Eles viam apenas o reflexo, por assim dizer, dos exemplares mais
bem-sucedidos de sua própria casta, um ideal, portanto, e não um
oposto de seu próprio ser. Sentiam-se aparentados uns aos outros,
havia um interesse mútuo, uma espécie de simaquia.55 O homem
faz uma idéia nobre de si, quando dá a si mesmo deuses assim, e se
coloca numa relação como aquela entre a baixa e a alta nobreza;
enquanto os povos itálicos têm uma verdadeira religião de
camponeses, com um medo permanente de poderosos malvados e
caprichosos. Onde os deuses olímpicos não estavam presentes, a
vida grega era também mais sombria e medrosa. — Já o
cristianismo esmagou e despedaçou o homem por completo, e o
mergulhou como num lodaçal profundo: então, nesse sentimento de
total abjeção, de repente fez brilhar o esplendor de uma misericórdia
divina, de modo que o homem surpreendido, aturdido pela graça,
soltou um grito de êxtase e por um momento acreditou carregar o
céu dentro de si.
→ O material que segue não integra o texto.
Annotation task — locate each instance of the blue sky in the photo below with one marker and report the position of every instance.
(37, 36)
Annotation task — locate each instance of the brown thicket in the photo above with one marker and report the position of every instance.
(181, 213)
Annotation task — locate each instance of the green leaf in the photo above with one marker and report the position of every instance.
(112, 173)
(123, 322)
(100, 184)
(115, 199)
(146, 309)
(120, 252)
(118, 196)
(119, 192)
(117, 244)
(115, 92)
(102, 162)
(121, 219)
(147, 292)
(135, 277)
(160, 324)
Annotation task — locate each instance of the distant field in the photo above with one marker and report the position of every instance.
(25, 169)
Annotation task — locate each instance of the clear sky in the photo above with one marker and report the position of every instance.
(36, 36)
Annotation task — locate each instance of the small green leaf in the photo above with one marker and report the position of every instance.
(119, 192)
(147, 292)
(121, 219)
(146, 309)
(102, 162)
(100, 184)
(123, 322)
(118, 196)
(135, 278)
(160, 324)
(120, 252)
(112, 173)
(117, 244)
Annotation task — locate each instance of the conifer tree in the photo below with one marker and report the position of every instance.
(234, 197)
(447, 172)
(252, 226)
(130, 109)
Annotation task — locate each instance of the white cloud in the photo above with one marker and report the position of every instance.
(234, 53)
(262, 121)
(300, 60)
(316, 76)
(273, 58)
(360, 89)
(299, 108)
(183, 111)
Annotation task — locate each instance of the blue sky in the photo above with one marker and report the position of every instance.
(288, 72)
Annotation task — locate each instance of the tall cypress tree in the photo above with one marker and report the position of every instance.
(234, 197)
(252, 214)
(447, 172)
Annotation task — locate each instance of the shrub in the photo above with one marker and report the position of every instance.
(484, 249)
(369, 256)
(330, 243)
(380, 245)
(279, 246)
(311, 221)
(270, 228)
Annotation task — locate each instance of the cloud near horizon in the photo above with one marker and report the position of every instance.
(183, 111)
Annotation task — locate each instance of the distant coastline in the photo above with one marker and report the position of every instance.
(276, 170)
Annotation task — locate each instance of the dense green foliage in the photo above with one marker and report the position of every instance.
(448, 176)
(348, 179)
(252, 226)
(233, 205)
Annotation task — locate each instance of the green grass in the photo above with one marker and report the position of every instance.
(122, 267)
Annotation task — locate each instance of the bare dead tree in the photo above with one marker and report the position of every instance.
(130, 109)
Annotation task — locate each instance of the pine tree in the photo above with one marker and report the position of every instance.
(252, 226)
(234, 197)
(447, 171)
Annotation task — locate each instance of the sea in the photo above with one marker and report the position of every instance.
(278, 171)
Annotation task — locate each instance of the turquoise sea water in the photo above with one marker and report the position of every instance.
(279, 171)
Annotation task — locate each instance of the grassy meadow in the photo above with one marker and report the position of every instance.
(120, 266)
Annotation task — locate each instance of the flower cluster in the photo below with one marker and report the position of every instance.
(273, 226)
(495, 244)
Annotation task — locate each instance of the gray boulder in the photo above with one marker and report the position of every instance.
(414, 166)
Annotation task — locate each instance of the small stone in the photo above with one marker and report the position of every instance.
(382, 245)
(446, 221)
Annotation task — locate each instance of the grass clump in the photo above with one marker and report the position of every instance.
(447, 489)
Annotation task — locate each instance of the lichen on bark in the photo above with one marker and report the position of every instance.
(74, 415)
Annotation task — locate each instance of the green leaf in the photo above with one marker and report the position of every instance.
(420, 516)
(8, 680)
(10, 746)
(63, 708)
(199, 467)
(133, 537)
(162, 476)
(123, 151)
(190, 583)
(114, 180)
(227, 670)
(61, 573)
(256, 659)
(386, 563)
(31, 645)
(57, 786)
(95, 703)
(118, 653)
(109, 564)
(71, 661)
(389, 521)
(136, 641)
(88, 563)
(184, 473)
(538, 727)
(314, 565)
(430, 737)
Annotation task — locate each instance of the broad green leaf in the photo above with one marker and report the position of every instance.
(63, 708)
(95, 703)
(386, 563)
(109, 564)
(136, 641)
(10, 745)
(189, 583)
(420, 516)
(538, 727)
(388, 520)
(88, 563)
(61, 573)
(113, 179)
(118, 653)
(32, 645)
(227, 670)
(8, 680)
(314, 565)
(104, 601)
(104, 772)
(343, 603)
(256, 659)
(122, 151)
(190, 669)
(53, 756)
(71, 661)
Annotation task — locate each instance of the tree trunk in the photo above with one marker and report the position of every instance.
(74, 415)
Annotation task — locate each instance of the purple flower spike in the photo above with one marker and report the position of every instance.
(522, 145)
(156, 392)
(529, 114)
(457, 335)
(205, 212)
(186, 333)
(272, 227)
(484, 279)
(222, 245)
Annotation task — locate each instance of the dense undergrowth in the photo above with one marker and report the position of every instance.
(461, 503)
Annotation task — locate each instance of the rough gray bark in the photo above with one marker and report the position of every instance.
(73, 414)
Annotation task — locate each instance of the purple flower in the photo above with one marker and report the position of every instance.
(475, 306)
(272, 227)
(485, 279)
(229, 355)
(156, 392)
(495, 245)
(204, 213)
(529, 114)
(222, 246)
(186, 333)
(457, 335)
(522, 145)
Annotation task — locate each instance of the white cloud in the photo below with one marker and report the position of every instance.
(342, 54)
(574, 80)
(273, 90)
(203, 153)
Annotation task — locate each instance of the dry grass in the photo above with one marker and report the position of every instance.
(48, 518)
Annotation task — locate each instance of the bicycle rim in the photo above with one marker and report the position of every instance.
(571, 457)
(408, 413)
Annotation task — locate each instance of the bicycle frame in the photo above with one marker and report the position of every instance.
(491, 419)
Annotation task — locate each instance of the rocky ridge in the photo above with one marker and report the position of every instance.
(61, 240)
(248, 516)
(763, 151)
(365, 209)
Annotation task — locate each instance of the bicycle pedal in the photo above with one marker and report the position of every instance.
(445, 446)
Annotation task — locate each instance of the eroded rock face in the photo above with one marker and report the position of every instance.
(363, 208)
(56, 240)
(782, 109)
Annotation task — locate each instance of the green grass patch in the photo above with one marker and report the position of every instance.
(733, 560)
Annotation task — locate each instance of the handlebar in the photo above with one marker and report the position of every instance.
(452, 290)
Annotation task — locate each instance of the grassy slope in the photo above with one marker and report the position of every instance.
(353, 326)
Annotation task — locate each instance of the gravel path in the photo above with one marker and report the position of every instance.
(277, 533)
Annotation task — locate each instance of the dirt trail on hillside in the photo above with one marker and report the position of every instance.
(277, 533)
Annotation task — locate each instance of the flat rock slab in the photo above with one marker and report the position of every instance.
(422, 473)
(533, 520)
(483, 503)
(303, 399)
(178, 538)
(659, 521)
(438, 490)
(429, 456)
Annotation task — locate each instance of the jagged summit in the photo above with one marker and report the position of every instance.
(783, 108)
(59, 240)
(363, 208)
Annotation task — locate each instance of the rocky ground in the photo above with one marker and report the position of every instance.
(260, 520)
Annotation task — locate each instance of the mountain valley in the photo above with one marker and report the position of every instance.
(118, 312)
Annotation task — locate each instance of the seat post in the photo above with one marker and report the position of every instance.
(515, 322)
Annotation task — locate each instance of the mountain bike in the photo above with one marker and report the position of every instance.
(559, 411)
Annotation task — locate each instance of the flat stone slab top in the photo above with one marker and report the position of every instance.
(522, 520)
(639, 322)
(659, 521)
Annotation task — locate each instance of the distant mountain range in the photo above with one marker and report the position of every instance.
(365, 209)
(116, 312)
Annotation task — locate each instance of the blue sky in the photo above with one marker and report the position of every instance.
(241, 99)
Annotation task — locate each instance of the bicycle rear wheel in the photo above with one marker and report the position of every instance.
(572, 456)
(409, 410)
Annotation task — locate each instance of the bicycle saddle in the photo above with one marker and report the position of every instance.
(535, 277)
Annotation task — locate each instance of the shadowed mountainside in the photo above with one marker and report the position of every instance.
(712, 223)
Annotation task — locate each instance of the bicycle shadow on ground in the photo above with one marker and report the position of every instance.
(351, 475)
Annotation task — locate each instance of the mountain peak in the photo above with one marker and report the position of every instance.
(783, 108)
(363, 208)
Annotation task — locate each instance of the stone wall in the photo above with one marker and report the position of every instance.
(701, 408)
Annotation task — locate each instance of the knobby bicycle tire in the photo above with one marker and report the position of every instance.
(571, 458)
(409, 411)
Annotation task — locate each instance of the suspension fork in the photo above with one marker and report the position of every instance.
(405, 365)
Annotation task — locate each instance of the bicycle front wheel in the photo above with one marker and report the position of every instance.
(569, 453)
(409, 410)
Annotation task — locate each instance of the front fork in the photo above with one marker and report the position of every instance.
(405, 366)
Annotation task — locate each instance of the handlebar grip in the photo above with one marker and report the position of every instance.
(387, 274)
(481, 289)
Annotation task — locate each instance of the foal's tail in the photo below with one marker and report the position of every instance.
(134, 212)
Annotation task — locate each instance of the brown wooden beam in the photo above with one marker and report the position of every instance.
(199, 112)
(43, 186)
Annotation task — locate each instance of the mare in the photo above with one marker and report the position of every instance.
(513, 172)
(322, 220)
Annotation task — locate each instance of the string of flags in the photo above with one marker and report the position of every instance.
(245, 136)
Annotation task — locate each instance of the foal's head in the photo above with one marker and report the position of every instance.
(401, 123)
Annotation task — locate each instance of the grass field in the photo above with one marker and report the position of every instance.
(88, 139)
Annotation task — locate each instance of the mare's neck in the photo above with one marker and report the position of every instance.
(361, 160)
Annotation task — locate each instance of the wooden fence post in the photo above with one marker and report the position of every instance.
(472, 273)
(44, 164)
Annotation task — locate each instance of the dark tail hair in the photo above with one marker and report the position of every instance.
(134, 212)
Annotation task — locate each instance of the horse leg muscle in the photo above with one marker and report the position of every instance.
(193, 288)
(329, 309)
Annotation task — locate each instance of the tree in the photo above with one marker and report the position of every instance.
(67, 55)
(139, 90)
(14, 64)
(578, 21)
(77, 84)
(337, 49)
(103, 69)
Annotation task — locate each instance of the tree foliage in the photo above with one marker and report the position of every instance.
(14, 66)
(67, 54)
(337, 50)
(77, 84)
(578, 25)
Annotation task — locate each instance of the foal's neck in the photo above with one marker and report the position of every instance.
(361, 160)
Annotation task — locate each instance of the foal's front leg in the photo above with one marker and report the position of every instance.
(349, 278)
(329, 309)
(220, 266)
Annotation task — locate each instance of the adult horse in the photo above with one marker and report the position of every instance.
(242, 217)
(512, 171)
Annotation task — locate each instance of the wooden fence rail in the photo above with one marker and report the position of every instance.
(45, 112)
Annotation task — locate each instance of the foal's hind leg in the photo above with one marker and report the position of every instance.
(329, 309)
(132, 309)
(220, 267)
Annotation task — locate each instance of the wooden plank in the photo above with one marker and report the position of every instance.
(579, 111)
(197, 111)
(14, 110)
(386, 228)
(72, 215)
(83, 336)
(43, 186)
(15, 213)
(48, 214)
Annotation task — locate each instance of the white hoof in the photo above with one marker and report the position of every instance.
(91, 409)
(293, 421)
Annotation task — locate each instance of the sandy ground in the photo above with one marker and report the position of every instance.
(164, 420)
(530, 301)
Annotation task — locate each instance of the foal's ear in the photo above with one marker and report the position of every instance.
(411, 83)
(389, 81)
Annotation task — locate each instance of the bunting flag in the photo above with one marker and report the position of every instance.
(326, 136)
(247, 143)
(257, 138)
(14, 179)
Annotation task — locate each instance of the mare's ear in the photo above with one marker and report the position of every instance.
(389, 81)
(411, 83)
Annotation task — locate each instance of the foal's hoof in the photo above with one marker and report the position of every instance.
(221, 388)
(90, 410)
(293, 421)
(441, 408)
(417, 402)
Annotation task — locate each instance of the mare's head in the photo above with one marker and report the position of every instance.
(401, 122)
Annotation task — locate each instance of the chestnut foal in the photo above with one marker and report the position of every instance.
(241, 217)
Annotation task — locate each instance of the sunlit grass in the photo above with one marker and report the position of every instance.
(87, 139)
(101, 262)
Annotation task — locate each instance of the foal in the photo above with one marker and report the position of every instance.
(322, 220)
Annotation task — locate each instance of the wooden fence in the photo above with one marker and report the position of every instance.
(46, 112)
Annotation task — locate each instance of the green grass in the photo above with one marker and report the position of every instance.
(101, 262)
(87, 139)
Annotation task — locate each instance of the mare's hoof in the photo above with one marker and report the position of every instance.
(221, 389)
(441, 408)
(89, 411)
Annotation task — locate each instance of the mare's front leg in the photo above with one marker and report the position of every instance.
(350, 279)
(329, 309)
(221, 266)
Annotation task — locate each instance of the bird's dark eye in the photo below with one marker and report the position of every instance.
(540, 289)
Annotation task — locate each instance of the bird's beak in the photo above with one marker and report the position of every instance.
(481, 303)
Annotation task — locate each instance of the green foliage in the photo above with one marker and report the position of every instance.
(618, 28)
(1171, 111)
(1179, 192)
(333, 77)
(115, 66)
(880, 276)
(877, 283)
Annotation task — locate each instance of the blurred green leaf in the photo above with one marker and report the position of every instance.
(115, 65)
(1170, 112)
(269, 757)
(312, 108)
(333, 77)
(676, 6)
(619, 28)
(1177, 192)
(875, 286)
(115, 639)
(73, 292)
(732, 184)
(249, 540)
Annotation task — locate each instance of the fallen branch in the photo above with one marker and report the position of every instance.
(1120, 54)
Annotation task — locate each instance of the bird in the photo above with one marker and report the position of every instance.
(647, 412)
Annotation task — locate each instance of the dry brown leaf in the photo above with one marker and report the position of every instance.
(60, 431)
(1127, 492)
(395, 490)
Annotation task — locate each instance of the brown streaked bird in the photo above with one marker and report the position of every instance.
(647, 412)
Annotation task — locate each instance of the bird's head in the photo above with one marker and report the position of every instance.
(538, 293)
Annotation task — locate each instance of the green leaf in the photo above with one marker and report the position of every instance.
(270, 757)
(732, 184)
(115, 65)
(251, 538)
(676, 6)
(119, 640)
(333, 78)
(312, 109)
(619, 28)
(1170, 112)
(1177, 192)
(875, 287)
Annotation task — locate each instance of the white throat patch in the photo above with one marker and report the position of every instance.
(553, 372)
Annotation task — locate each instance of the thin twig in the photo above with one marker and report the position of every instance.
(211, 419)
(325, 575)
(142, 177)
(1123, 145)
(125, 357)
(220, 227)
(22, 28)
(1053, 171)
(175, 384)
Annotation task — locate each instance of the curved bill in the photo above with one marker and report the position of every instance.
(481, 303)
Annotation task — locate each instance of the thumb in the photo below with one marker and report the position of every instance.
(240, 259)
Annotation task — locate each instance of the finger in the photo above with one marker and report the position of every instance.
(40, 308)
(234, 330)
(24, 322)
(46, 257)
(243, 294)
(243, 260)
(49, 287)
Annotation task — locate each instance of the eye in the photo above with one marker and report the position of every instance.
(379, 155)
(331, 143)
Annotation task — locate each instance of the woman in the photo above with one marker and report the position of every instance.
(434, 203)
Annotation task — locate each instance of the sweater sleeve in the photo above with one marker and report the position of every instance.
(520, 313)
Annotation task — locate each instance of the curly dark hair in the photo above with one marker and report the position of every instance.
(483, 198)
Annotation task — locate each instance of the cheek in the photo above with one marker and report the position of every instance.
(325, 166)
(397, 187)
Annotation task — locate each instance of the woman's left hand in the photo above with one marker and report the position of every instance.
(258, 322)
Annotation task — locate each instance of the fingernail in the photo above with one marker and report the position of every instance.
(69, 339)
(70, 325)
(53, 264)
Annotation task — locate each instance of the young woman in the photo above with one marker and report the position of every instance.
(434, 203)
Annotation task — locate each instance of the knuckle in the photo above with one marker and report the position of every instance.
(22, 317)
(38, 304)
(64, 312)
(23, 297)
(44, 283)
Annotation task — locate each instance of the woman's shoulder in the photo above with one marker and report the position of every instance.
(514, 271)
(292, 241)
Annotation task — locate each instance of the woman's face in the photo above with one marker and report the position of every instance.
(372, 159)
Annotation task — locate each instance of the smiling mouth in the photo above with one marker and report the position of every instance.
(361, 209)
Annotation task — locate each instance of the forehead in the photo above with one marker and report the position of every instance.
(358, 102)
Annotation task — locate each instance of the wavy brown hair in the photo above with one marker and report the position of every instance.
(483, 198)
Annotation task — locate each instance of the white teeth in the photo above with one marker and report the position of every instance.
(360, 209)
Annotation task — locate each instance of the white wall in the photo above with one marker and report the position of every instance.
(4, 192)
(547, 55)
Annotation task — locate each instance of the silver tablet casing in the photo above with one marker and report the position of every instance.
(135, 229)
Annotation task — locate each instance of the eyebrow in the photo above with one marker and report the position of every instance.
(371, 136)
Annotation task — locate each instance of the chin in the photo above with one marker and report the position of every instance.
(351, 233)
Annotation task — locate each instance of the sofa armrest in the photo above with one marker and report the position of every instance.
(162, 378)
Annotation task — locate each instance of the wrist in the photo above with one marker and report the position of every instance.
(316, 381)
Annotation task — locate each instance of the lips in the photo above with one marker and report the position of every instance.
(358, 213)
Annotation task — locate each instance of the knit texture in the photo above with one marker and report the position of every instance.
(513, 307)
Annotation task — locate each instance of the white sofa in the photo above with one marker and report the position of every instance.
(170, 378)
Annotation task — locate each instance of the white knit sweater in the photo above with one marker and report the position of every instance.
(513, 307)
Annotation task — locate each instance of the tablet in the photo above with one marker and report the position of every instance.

Sobre este excesso doentio do sentimento, sobre a
profunda corrupção de mente e coração que lhe é necessária, agem
todas as invenções56 psicológicas do cristianismo: ele quer negar,
despedaçar, aturdir, embriagar, e só uma coisa não quer: a medida;
por isso é, no sentido mais profundo, bárbaro, asiático, pouco
nobre e nada helênico.
115. Vantagem de ter religião . — Existem pessoas sóbrias e
eficientes, às quais a religião está pregada como uma orla de
humanidade superior: estas fazem muito bem em permanecer
religiosas, pois isso as embeleza. — Todos os homens que não
entendem de um ofício qualquer das armas — a boca e a pena
contam como armas — se tornam servis: para eles a religião cristã
é útil, pois nela o servilismo toma o aspecto de uma virtude cristã e
fica espantosamente embelezado. — Pessoas para quem a vida
cotidiana é muito vazia e monótona se tornam facilmente religiosas:
isto é compreensível e perdoável, mas elas não têm o direito de
exigir religiosidade daquelas para quem a vida não transcorre
cotidianamente vazia e monótona.
116. O cristão comum. — Se o cristianismo tivesse razão em
suas teses acerca de um Deus vingador, da pecaminosidade
universal, da predestinação e do perigo de uma danação eterna,
seria um indício de imbecilidade e falta de caráter não se tornar
padre, apóstolo ou eremita e trabalhar, com temor e tremor,
unicamente pela própria salvação; pois seria absurdo perder assim o
benefício eterno, em troca da comodidade temporal. Supondo que
s e creia realmente nessas coisas, o cristão comum é uma figura
deplorável, um ser que não sabe contar até três, e que, justamente
por sua incapacidade mental, não mereceria ser punido tão
duramente quanto promete o cristianismo.